Roccella: “I volontari non c’entrano”
“È una cosa che non si dovrebbe fare, ma sicuramente non è stato un volontario a farlo perché per far sentire il battito ci vuole l’ecografia e il ginecologo, quindi è una pratica che evidentemente ha avuto una certa importanza il ginecologo e quindi è è giusto che questa cattiva pratica medica emerga sulla stampa”, ha aggiunto.

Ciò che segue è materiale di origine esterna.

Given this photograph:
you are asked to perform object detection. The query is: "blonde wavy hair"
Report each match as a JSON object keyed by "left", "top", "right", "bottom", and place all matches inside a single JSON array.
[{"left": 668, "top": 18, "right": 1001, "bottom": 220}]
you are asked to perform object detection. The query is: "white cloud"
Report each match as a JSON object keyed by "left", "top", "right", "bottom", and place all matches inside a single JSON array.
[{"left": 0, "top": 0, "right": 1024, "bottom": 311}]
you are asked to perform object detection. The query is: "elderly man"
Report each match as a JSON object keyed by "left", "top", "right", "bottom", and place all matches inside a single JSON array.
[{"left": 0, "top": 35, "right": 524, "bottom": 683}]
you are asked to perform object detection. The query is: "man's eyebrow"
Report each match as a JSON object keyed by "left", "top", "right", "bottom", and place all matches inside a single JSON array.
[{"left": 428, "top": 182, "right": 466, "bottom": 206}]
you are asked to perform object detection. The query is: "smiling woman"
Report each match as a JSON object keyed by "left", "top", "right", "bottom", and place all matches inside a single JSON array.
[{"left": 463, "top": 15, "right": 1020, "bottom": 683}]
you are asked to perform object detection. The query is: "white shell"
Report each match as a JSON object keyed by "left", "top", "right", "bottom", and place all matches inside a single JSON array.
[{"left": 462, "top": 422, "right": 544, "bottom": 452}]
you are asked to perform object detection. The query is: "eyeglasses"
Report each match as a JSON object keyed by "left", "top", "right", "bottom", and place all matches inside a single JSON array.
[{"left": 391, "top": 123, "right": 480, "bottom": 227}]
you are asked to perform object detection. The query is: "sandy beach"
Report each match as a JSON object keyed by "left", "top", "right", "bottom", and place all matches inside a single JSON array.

La denuncia del Centro Donna contro la Violenza di Aosta
Il Centro donna contro la violenza di Aosta riferisce in una nota di aver ricevuto segnalazioni di donne “che, giunte presso strutture sanitarie pubbliche del territorio regionale per accedere all’interruzione volontaria di gravidanza, hanno subito indebite ingerenze negli stessi luoghi e pressioni da parte di volontari, consistente nel richiedere loro l’ascolto del battito cardiaco fetale o promettere sostegno economico o beni di consumo, con il preciso intento di dissuaderli dalla personalissima e spesso dolorosa scelta di abortire”. “Il Centro Donna, in sinergia con i centri antiviolenza aderenti alla rete nazionale Di.Re – Donne in rete contro la violenza – prosegue la comunicazione diffusa anche sui canali social – avvierà quindi azioni di monitoraggio per la corretta applicazione della legge 194 /1978 nel territorio regionale, e azioni di sensibilizzazione e resistenza, sostenendo le donne e valutando con loro, se ne ricorrano le condizioni e nel rispetto della loro volontà, ogni iniziativa utile alla loro tutela”.